Passing the 2021 budget was a key test for Bennett’s eight-party coalition, both to prove that the ideologically disparate alliance can come together on major issues and because failure to do so by a November 14 deadline would have triggered new elections automatically.

Approval was quickly feted as a success by Bennett and other coalition leaders. Bennett tweeted that the budget’s passing was a “day of celebration for the State of Israel.” Also on the anvil is the Economic Arrangement Bill that details how the financial plan will be put into practice, followed by a vote on a $183 billion budget for 2022.

That budget doesn’t pose an immediate threat of early elections, but still must be passed by the end of March 2022. The overall budget plan includes nearly $10 billion in funding over five years to improve socio-economic conditions for Israel’s Arab minority, which the Arab Ra’am party had demanded as one of the conditions for their support.

It also hikes some taxes that the ultra-Orthodox argue will affect them the most.
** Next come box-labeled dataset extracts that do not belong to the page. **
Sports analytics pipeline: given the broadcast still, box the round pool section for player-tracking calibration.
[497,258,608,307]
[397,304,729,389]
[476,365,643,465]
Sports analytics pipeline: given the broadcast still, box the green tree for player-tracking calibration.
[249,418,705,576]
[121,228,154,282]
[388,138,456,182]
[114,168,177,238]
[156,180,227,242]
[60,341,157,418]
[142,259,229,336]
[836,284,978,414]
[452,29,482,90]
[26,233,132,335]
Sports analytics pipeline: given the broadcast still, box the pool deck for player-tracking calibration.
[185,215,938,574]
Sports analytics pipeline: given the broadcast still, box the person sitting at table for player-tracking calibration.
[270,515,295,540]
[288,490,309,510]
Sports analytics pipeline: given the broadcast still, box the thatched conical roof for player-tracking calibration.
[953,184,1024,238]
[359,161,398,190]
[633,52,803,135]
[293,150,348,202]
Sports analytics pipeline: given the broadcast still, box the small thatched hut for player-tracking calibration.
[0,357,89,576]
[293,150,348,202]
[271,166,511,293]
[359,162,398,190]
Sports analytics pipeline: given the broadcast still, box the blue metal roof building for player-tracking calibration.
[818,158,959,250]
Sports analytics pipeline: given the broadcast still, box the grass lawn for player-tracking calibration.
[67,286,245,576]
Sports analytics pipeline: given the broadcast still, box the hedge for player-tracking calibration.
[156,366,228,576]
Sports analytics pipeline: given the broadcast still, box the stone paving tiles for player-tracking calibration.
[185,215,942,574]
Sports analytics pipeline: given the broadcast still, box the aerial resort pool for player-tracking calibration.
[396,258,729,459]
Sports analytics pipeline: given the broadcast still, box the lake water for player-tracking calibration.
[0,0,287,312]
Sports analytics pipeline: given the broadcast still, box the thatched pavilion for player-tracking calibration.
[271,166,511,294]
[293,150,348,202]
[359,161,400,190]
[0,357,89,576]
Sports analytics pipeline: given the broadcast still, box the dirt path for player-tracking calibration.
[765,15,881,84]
Despite having only a single seat edge over the opposition, the coalition managed to win all of the several hundred votes held late on Wednesday and early on Thursday.

In his remarks from the Knesset podium on Wednesday evening ahead of the voting, Bennett said passing the budget was “the most important moment since the government was formed.” He said the new budget comes “after three and a half years of chaos, failed management and paralysis, years in which the country was a tool in a personal game, years of four election campaigns one after another at a dead end.”